Jay Wesley, the Lake Michigan Basin coordinator for the DNR, thought that my theory made sense. He especially agreed with the thought that nutrients were concentrated in the near shore waters and that any fish that found the near shore bait balls were going to do very well. He also noted that DNR research biologists have recently found that young alewives have a patchy distribution, with numbers concentrated in the southeastern and south central parts of the lake and absent in most of the rest of Lake Michigan.


Have near-shore steelhead and salmon been feeding well? A very girthy steelhead.


Perhaps our only hope is that the quagga mussels follow the pattern of the zebra mussel and soon reach their peak and then begin to decline. When that happens we need to hope that there will be enough plankton to keep a decent number of alewives going as they are the preferred forage fish, especially for Chinook salmon. The good news is that Lake Huron has gone through this change and a good lake trout, Atlantic salmon, and steelhead fishery endures. These fish have expanded their diet and are taking advantage of the explosion of round goby numbers. I also think Chinook salmon will adapt to dining on gobies as the coho salmon have already done. There are strains that eat bottom dwelling fish in the ocean so why not the Great Lakes?
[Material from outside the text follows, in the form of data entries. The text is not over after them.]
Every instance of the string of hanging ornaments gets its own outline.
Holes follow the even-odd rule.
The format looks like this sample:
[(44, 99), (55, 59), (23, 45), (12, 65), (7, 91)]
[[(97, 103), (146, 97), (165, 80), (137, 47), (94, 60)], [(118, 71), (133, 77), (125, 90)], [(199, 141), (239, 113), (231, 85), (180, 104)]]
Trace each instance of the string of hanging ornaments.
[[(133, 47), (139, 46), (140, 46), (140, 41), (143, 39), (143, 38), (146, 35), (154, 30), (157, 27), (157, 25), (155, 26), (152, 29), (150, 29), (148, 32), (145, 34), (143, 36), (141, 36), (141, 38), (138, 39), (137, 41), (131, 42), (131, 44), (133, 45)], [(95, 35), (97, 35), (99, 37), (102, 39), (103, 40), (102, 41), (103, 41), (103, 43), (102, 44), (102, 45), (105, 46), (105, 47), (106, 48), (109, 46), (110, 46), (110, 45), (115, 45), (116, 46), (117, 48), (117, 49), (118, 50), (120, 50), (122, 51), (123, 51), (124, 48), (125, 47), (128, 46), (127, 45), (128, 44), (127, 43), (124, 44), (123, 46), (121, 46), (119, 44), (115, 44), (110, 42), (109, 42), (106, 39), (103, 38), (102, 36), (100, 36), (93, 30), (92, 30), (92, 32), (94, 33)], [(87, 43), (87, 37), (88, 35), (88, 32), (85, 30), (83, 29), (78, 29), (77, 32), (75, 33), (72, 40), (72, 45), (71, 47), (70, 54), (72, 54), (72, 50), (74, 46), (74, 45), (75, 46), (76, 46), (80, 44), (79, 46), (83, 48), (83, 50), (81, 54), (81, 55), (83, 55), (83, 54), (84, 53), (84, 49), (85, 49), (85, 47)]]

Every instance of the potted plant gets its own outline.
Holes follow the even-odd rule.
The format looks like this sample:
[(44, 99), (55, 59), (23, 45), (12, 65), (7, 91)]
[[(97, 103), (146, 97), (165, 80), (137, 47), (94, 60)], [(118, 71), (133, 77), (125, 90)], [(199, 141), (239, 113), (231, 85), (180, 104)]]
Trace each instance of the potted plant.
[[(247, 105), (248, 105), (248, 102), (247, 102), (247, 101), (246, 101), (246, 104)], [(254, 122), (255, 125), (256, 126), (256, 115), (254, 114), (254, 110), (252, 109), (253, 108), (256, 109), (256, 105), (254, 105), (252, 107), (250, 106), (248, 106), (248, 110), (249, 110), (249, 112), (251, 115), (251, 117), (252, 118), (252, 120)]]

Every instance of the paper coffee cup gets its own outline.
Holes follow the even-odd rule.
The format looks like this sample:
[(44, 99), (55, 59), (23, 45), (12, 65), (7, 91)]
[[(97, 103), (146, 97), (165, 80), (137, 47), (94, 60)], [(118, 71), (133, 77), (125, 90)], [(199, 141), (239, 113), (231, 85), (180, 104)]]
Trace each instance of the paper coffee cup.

As I write this in early June we have only been fishing the lake with a “full fleet” for less than a month because of the Covid 19 restrictions. In talking with several charter boat captains it seems like there are already similarities to last year. One captain reported that he had already landed a 30 pound Chinook and your associate editor put a boat best 28-pound king in his box at the beginning of May. Some captains reported frequently seeing bait balls and were finding larger than normal alewives in the stomachs of their catch. Others were not seeing much bait and it was noted that the smelt run was well down from what it was in 2019. All captains confirmed that catching silver fish was a challenge but lake trout often were filling the gap.



When you read this article we will know a lot more about how the 2020 big lake season is turning or has turned out. Let’s hope that a better balance with a lower mussel population is reached.